After months of delay, President Donald Trump has promised to declare America’s opioid abuse epidemic a national emergency, offering a brief and faint glimmer of hope that something might at last be done about the crisis.
The White House’s attention is long overdue. The epidemic claimed the lives of at least 64,000 people in 2016, including 1,631 in Tennessee, which ranks second in the country in opioid prescriptions per capita and ninth in drug-related deaths per 100,000 people.
Unfortunately, what appeared to be progress on the opioid front was tempered by a report by the Washington Post and CBS’ “60 Minutes” that Rep. Tom Marino (R-Pennsylvania), Trump’s nominee to head the Office of National Drug Control Policy, had been instrumental in pushing through the drug industry-backed Ensuring Patient Access and Effective Drug Enforcement Act.
Sponsors of the legislation, which stripped the Drug Enforcement Agency of the ability to freeze shipments of opioids to doctors and pharmacies believed to be fueling the addiction problem, included U.S. Rep. Marsha Blackburn (R-Tenn.), who got $172,000 in campaign contributions from the pharmaceutical industry in 2016.
Marino quickly withdrew his name from any consideration as the drug czar. Blackburn, who has declared her candidacy for retiring Sen. Bob Corker’s seat in 2018, conceded that the bill might have had “unintended consequences.”
Still, at least for the moment, it appears that Trump’s presidential campaign promise to solve the opioid crisis might finally have been moved up on the president’s priority list. But the president’s commitment must go beyond lip service.
If opioid abuse is a national emergency, why has the administration proposed budget cuts for federal agencies and programs that could be brought to bear on the crisis, including Medicaid, which pays for about one-fourth of all substance-abuse treatment?
How to justify the president’s petulant attempts to allow or force Obamacare to “implode,” which would take insurance coverage away from millions of Americans with substance abuse disorders?
In Congress, Sen. Lamar Alexander (R-Tennessee) and Sen. Patty Murray (D-Washington), are working on a bipartisan agreement that could delay Obamacare’s demise by providing critical subsidies to health insurers that Trump has threatened to cut off.
A hearing by Alexander’s Senate Health Committee focused on the opioid epidemic, which, the senators said, is “tearing our communities apart, tearing families apart, and posing an enormous challenge to health providers and law enforcement officials.”
Credit the law enforcement community with approaching the opioid crisis from a new angle: Bringing murder charges against the people suspected of supplying a deadly dose of drugs.
“They need to know if you sell something and somebody dies, you can be held accountable,” Metro Nashville Police Lt. Carlos Lara told the USA TODAY NETWORK -Tennessee.

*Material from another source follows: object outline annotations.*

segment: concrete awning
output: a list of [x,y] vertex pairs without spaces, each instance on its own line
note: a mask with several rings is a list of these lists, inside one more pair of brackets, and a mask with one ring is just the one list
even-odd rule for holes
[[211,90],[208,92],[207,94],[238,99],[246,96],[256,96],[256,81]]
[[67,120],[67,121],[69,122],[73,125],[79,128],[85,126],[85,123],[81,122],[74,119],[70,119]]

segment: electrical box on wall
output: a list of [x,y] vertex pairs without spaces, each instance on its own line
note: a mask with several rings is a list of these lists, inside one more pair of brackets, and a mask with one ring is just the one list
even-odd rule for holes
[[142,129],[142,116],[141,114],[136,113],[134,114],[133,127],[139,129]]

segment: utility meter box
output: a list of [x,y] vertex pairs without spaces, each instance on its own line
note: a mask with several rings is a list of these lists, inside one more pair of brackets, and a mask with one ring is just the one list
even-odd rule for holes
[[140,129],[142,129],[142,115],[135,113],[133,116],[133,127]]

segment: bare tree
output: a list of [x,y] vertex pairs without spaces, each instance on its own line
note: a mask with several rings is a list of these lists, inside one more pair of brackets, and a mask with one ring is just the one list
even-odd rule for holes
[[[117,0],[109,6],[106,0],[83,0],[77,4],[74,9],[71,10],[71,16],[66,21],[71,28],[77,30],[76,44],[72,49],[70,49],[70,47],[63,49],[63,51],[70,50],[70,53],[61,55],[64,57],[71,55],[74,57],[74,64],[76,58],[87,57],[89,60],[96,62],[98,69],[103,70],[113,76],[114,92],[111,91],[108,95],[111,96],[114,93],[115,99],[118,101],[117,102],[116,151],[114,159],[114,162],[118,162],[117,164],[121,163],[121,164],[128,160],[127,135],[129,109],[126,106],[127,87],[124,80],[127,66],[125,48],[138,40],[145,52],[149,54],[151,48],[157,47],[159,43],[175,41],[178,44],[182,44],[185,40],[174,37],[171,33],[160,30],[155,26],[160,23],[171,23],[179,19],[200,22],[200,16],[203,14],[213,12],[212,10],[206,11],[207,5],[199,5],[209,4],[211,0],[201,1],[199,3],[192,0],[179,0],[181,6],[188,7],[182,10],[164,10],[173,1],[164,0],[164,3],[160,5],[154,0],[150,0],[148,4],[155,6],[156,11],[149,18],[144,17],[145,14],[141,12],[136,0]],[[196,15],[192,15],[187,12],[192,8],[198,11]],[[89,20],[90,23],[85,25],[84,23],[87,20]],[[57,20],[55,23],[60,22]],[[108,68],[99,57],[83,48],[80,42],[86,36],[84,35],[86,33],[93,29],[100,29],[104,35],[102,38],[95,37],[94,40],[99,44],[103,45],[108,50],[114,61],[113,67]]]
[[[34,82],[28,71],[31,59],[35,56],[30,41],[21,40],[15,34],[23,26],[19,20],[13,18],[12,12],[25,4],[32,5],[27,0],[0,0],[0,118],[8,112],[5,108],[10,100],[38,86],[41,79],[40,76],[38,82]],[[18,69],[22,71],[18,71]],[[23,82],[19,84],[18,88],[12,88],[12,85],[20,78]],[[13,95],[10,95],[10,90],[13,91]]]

Meanwhile, three East Tennessee prosecutors are suing three opioid drugmakers, labeling them as drug dealers and accusing them of lying about the addictive properties of opiates and aggressively pushing the drugs as miracle cures for all manner of pain. Shelby County is considering a similar lawsuit.
Much more needs to be done in such areas as the over-prescription of opioids by medical practitioners, insufficient treatment programs for addicts, and alternative methods of controlling pain. Police officers need to be supplied with the anti-overdose remedy naloxone.
The opioid epidemic is, indeed, a national emergency. It is a health care crisis that is deadlier than any hurricane, fire or terrorist attack. This national crisis must be addressed by strong, committed and consistent national leadership that goes beyond formal declarations and the recitation of grim statistics.